While teaching at the Canfield School, Helga met my grandfather, Edward R., a local farmer, and they married in 1923.  My mother was born the next year, the first of three girls, and Helga gave up her teaching career to become a housewife while Edward farmed a 160-acre quarter-section a few miles east of Regan.  The family endured a lot of hardships that for most of us today, including myself, are quite unimaginable:  bitterly cold winters, drought, dust storms, hail storms, grasshopper plagues -- and all of this during the late 1920s when grain prices were plummeting.  After farming for several years, the family gave up during the depths of the Depression and moved to Bismarck, where Edward worked in carpentry and construction.

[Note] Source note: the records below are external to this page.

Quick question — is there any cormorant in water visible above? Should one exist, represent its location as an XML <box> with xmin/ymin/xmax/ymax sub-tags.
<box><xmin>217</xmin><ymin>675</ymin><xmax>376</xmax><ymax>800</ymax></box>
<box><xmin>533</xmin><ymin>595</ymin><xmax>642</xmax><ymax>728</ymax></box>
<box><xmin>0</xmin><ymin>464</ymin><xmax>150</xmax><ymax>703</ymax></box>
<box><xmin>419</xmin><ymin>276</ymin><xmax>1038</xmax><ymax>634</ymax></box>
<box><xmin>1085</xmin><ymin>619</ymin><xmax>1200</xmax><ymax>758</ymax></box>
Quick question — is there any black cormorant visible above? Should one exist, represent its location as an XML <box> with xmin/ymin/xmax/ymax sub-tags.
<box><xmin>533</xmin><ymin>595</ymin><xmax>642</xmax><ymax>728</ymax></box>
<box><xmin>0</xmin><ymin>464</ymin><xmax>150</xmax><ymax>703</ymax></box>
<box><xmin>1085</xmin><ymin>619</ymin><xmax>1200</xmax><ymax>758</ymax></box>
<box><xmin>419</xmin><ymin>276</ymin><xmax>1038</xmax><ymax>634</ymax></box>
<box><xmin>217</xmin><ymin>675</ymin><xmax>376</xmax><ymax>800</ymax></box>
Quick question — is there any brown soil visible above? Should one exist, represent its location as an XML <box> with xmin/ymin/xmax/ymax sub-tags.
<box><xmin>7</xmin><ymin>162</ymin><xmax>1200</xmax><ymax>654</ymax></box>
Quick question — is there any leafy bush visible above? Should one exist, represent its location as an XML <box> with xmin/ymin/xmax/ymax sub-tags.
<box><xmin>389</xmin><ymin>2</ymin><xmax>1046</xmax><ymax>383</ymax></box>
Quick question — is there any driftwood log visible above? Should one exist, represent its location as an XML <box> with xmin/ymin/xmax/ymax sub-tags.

Edward died unexpectedly in 1937, and as a result, the family suddenly had no income.  It was a bleak situation:  Helga, with no marketable skills, now had to raise three daughters during the depths of the Depression.  But she taught herself stenography and went to work as a court reporter in the North Dakota capitol building, to support her three daughters.


 Though she didn't earn much money, she was able to provide a stable and loving household for my mother and her two younger sisters.  The three girls each married shortly after graduating from Bismarck High School and moved out of North Dakota.  Helga, now an empty-nester, did likewise.  In the early 1950s, she moved to Sturgis, South Dakota where, for many years, she worked for the V.A. hospital at nearby Fort Meade, barely scratching out a subsistence and living in a tiny house.


In 1963, Helga, who was now 65, moved to Capistrano Beach, California to be with her middle daughter, Betty.  She lived temporarily with Betty while looking for a room to rent nearby.  The following spring, and shortly before moving out of Betty's house, Helga died of a heart attack.  I have what is probably the last letter she ever wrote, which she sent to my mother two days before she passed away.


I was only three years old the last time that I saw my grandmother Helga, and I have only the dimmest memories of her.  Everyone, though, including my dad has told me what a wonderful and thoughtful person she was.  She worked hard her entire life to provide for her children -- as did Helga's mother, Anna Swang.